I am Brian O’Donnell, an AidData Project Manager at the College of William & Mary, and in the past three years, I have witnessed AidData grow from a primarily research-oriented resource for Western academics and policy wonks to a truly global platform for sharing all types of development information. With this emerging network in mind last spring, I met with representatives of Bangladesh’s Center for Environmental and Geographic Information Systems (CEGIS) on a visit to Development Gateway’s office in Dhaka.

 

CEGIS has access to the premier cartographers and geospatial scientists of the region, and as a state-owned, independently-run trust, their analyses are central to government decision making. For example, their predictions on the flooding patterns of the Ganges delta are necessary for local governments to safely plan their residential or agricultural zones.

 

For me, the meeting illuminated a concern that’s often overlooked when crafting information and communication for development (ICT4D) strategies. You can create as many information systems as you want, but they will not take-off unless the right incentive structures to share and standardize data are mainstreamed.

 

Invest in Frameworks for Sharing Data

 

Often, the right in-country partners to transmit geospatial research into real-world results already exist. They have plenty of experience and capacity, but they  first need a policy framework for data sharing. Many of the systems they create are only for use by government agencies (or even a single minister), so they do not have the ability to mash-up, say, land-use data or impact assessments with geocoded aid projects.

 

Inter-agency data-sharing partnerships are a first step before a public, open-source platform will materialize.
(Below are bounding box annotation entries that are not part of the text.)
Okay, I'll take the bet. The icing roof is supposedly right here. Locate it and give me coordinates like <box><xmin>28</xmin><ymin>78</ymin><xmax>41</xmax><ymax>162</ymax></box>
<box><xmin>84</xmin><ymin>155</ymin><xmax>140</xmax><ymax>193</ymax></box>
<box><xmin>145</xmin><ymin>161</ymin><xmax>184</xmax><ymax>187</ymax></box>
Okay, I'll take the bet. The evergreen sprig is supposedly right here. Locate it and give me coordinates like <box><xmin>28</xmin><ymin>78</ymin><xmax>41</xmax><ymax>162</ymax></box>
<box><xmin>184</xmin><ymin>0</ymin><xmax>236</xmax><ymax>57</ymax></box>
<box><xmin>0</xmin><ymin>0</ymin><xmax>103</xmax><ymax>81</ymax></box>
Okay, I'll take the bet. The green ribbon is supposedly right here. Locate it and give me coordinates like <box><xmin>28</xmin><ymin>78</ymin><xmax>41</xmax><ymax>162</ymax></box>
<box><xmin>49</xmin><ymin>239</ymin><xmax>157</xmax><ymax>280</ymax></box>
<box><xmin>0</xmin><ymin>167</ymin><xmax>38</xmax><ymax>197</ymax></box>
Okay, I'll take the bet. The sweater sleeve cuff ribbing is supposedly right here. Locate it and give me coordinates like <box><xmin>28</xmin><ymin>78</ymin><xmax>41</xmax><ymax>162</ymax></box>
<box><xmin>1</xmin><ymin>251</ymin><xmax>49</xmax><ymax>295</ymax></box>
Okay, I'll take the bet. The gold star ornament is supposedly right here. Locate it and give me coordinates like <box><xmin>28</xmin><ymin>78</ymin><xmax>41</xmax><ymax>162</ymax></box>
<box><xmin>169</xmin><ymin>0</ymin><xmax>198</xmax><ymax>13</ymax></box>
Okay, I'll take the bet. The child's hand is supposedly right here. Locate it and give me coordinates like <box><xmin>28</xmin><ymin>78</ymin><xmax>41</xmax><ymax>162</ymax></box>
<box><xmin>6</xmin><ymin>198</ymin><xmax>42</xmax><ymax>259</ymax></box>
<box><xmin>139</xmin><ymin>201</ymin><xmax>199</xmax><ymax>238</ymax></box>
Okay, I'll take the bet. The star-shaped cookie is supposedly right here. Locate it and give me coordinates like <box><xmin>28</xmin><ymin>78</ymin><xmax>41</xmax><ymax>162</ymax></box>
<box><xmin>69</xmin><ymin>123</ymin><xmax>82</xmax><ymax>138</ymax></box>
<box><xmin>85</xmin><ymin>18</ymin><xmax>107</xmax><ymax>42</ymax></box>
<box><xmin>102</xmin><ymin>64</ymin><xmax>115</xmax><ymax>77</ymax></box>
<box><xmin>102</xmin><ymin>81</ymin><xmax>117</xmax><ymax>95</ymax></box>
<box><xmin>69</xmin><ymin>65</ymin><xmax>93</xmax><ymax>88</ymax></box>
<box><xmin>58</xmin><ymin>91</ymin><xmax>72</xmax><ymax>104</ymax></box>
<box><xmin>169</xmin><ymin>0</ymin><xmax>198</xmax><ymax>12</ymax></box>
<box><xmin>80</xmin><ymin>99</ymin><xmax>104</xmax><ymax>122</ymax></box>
CEGIS recommended that a first-step in any partnership would be to centralize, standardize, and open the government agency data that already exists, before layering on data from international sources.

 

Unshared Government Data is a Waste

 

The good news is this problem has been identified by government decision makers in developing countries. The hard part is justifying the expense on “inter-agency data management structures” over the hottest ICT for development innovation or poverty intervention cure-all. But it begins to make total sense when data is framed as a public good, rather than a cryptic resource for techno-wizardry.

 

With this mindset, every person a dataset reaches increases its utility and impact, and unshared data resembles government waste. During my time in Bangladesh, I heard one story of a single government minister who knew the password to a land-use data system before he changed it—on the day before switching departments.

 

Government officials already understand the value of sharing and combining datasets from different ministries, creating common project management systems, and releasing government data into the public domain. With technical capacity in place, the next step is to create systems between data hubs that will encourage a “no-walls” policy in order to maximize the development impact of government data.

Brian O’Donnell is an AidData Project Manager at the College of William & Mary. He oversees AidData's data-sharing partnerships with emerging and non-traditional donors of development resource flows.